After three years of operation in Haliburton, the community’s COVID-19 Assessment Centre closed its doors March 31.
Since the onset of the pandemic, the site has been the primary testing location for County residents. First located in the parking lot at the Haliburton Highlands Health Centre (HHHC) on Gelert Road, and relocated indoors last March, the facility has treated 7,692 people since opening March 31, 2020.
Lauren Hunter, communications lead at Haliburton Highlands Health Services (HHHS), said the closure comes following a decreased demand for services at assessment centre sites provincewide. She said the facility in Haliburton was no longer being funded by the provincial government.
Day-to-day operations at the assessment centre were managed by the Haliburton Highlands Family Health Team and Haliburton Family Medical Centre (HFMC). The Haliburton County Paramedic Service was also instrumental in providing staff coverage at the site from 2020 to 2022. HHHS provided support in way of supplies, laundry, lab services, the acquisition and maintenance of the trailer, managing financial reporting, supporting communications, setting up appointments and screening.
Hunter noted HFMC will continue to offer COVID-19 assessments, testing and treatments for eligible patients.
Anyone in the community who wishes to access a COVID-19 test, assessment, or treatment can contact their local pharmacy or primary care provider, Hunter noted. Information is also available at ontario. ca/health811. A list of assessment centres still being maintained by the province can be found at ontario.ca/assessment-centre-locations.
In her report to the HHHS board March 21, hospital president and CEO Carolyn Plummer said, “the COVID-19 virus continues to circulate” locally. A COVID19 outbreak was reported at the in-patient department in Haliburton March 20, and declared over March 27. There were five confirmed patient cases and two staff cases associated with the outbreak.

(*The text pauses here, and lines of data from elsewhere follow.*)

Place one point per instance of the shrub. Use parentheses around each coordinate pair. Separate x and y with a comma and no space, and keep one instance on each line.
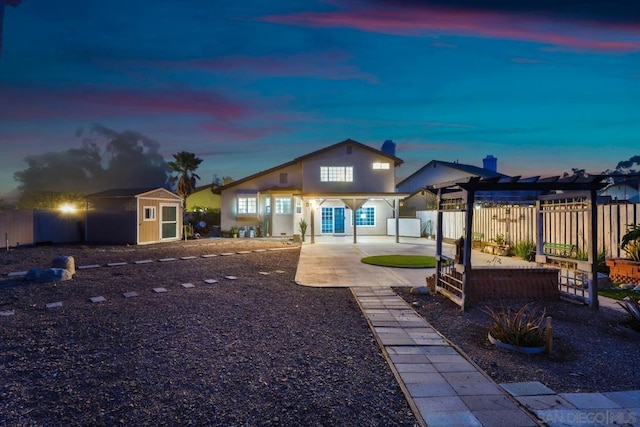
(631,242)
(522,328)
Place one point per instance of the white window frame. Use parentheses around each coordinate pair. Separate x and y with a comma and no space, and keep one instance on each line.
(283,205)
(355,216)
(380,166)
(247,205)
(336,173)
(152,213)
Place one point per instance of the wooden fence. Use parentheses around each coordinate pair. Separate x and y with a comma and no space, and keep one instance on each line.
(565,225)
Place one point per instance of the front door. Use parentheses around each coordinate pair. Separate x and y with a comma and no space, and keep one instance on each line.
(333,220)
(168,221)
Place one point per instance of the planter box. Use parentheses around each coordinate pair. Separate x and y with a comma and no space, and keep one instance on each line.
(624,270)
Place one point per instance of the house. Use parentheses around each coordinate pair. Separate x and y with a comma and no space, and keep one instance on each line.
(627,190)
(435,172)
(134,216)
(324,188)
(202,197)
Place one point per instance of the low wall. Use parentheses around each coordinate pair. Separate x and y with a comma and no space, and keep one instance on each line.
(504,283)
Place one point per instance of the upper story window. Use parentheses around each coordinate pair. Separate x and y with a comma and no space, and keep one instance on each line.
(381,165)
(336,173)
(247,205)
(283,205)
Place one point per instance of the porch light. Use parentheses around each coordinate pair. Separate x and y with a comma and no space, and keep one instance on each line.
(67,208)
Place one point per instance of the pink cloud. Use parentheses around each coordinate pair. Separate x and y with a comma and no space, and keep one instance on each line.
(324,65)
(95,103)
(426,20)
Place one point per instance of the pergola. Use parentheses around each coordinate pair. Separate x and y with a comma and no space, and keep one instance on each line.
(464,194)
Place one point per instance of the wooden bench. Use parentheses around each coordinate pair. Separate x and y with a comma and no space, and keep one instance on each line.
(559,249)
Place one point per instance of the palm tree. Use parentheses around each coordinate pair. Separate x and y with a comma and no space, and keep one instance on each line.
(185,165)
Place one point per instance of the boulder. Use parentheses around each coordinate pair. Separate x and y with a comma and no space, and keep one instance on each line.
(48,275)
(66,262)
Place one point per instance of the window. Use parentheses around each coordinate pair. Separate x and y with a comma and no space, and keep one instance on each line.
(283,205)
(149,213)
(381,165)
(366,217)
(247,205)
(336,173)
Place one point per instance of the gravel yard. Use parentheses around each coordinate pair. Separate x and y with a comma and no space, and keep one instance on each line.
(258,350)
(588,355)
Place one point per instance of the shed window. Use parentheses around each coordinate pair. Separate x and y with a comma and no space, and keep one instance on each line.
(149,213)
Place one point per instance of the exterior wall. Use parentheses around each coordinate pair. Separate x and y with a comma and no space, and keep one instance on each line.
(382,212)
(203,198)
(365,178)
(150,231)
(433,173)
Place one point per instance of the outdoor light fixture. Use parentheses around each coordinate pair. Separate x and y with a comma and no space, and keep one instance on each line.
(67,208)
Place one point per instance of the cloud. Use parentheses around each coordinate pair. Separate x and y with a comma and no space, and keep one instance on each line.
(554,27)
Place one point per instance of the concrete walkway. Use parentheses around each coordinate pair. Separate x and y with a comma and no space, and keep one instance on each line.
(442,385)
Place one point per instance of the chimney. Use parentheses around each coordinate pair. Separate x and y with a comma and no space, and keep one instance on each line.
(490,163)
(389,147)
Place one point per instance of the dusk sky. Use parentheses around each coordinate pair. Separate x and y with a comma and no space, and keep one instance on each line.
(543,85)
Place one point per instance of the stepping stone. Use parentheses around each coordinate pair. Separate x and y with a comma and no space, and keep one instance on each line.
(17,273)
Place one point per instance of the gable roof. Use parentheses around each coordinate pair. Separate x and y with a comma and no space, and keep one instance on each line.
(117,193)
(470,169)
(397,161)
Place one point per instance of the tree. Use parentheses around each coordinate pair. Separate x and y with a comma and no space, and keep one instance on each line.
(185,164)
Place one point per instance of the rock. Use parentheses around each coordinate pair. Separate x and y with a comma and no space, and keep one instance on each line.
(65,262)
(48,275)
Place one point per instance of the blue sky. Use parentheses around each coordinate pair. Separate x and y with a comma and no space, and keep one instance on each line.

Thus far in 2023, as reported by Haliburton, Kawartha, Pine Ridge District Health Unit, there have been 86 confirmed cases of COVID-19 in the County – 55 in Dysart, 21 in Minden Hills, six in Highlands East and four in Algonquin Highlands. This accounts for around 10 per cent of all positive cases since March 2020. There have been ten deaths directly related to COVID since the global pandemic was declared March 11, 2020.
Dr. Nell Thomas of the Haliburton Highlands Family Health Team told The Highlander the actual number of COVID-19 cases locally this year is likely much higher.
“We in the doctors’ office prescribe Paxlovid for COVID-positive patients every day, and these are not registered with the COVID Assessment Centre numbers,” Thomas said. “There are also many, many patients who do not seek medical help, but who have COVID, [after having] a positive swab test at home.”
HHHS has updated its COVID-related visiting guidelines, which came into effect April 3. All facilities, including long-term care, will shift from ‘active’ to ‘passive’ screening for COVID-19 and respiratory symptoms.
This means visitors to the emergency and in-patient departments, and both Hyland Crest and Highland Wood will be asked to self-screen before entering. Rapid tests at long-term care sites are no longer required, though will be made available to anyone who wants to take one.
Masking will remain in place across all HHHS facilities.